Source Variable name Description
Workflow input samples Input samples provided by the samplesheet
Workflow input cellrangerReports Web-summary reports produced by the CELLRANGER_MULTI process
Process: FASTQC FASTQC.out FastQC reports
Process: FASTQ_SCREEN FASTQ_SCREEN.out FastQ_Screen reports
Process: MULTIQC MULTIQC.out MultiQC report

secondary_analysis.nf

Source Variable name Description
Workflow input samples Input samples provided by the samplesheet
Workflow input gexReference, vdjReference, featureReference References used by the CELLRANGER_MULTI process
Workflow input carFasta, carGtf CAR-Construct files
Process: CELLRANGER_MULTI CELLRANGER_MULTI.out.* Multiple relevant outputs produced by the CELLRANGER_MULTI process for each sample
Process: SEURAT_OBJECT SEURAT_OBJECT.out Seurat object built based on the CELLRANGER_MULTI output
Process: CAR_METRICS CAR_METRICS.out.* Multiple relevant outputs produced by the CAR_METRICS process

Adding a new process to a workflow

Once you find a workflow with all the data you need, you can integrate it into the workflow definition. To help with an example, we are going to add a new process that takes the websummary output produced by the CELLRANGER_MULTI process of each sample and modifies it in some way. For this example, it would be reasonable to place the process definition in the workflows/secondary_analysis.nf script. Here you can directly access the process output like this:

workflow SECONDARY_ANALYSIS {
    take:
    ...

    main:
    ...

    CELLRANGER_MULTI(...)
    CUSTOM_PROCESS( CELLRANGER_MULTI.out.webSummary )

    ...
}

The process definition itself is relatively straight forward:

process CUSTOM_PROCESS {
    // your directives

    input:
    path webSummary

    output:
    path 'modified_web_summary.html'

    script:
    """
    # add your code here
    """
}

Because the definition of a process is best explained by the Nextflow documentation, you are best advised to look here if you need help with the basic syntax.

Common directives

Important directives you might find used in other processes are the label, publishDir and fair directives.
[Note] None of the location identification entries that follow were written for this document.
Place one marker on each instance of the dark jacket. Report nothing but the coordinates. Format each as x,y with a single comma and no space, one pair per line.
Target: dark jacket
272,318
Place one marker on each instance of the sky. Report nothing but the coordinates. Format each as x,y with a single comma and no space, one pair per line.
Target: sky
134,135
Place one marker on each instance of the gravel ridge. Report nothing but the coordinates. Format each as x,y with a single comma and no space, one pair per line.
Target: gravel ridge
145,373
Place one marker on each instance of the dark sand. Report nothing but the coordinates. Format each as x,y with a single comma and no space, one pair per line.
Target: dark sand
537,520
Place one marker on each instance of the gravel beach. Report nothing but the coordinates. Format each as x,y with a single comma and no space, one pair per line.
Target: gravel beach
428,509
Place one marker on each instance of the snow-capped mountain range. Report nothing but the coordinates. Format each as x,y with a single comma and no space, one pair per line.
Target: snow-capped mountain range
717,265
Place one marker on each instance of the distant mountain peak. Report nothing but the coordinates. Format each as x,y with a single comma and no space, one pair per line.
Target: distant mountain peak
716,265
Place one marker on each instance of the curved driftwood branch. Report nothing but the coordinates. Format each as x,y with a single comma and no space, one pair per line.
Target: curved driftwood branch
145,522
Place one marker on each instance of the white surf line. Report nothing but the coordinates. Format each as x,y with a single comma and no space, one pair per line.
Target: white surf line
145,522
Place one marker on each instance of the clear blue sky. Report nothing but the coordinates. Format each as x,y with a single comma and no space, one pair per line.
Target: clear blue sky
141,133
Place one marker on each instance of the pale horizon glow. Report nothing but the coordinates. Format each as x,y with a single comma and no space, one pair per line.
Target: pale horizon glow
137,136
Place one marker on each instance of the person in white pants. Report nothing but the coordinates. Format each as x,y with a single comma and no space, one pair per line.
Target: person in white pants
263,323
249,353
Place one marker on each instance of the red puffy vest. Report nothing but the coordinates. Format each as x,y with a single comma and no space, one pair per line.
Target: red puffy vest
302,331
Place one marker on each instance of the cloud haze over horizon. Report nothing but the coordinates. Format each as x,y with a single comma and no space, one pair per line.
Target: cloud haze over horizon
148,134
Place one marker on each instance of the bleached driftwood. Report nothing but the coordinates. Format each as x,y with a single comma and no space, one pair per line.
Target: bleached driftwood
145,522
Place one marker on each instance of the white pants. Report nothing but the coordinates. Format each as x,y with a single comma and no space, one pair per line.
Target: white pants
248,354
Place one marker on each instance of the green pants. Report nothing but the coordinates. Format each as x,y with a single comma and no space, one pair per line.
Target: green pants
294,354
The label directive is usually used in order to move process configuration into the nextflow.config file. Most of the time they are used to define the containers used to run the processes in. If you want your process to be run in a containerized environment, you can define a custom label in the nextflow.config. Under the singularity section, you can add a new label by adding an entry to the process subsection like this:

singularity {
    singularity.enabled = true
    singularity.autoMounts = true

    process {
        withLabel: module_cellranger { ... }

        withLabel: module_customprocess {
            container = "/your/container.sif"
        }
    }
}

You can then use the label directive in your own process definition to use that container when the pipeline is running using the singularity profile. The publishDir directive can be used to move the output produced by your process to a predefined directory once the process is done. This is very useful when you want to use the process output without having to search through the working directories. Another directive commonly used in combination with the publishDir directive is tag the directive. If your process is supposed to run multiple times (for example, once for each sample), you can use the tag directive to identify each instance by a name. If you use this in combination with the publishDir directive, each instance will get its own subdirectory in the defined location to avoid collisions. You can find more information about directives and how to use them in the official documentation.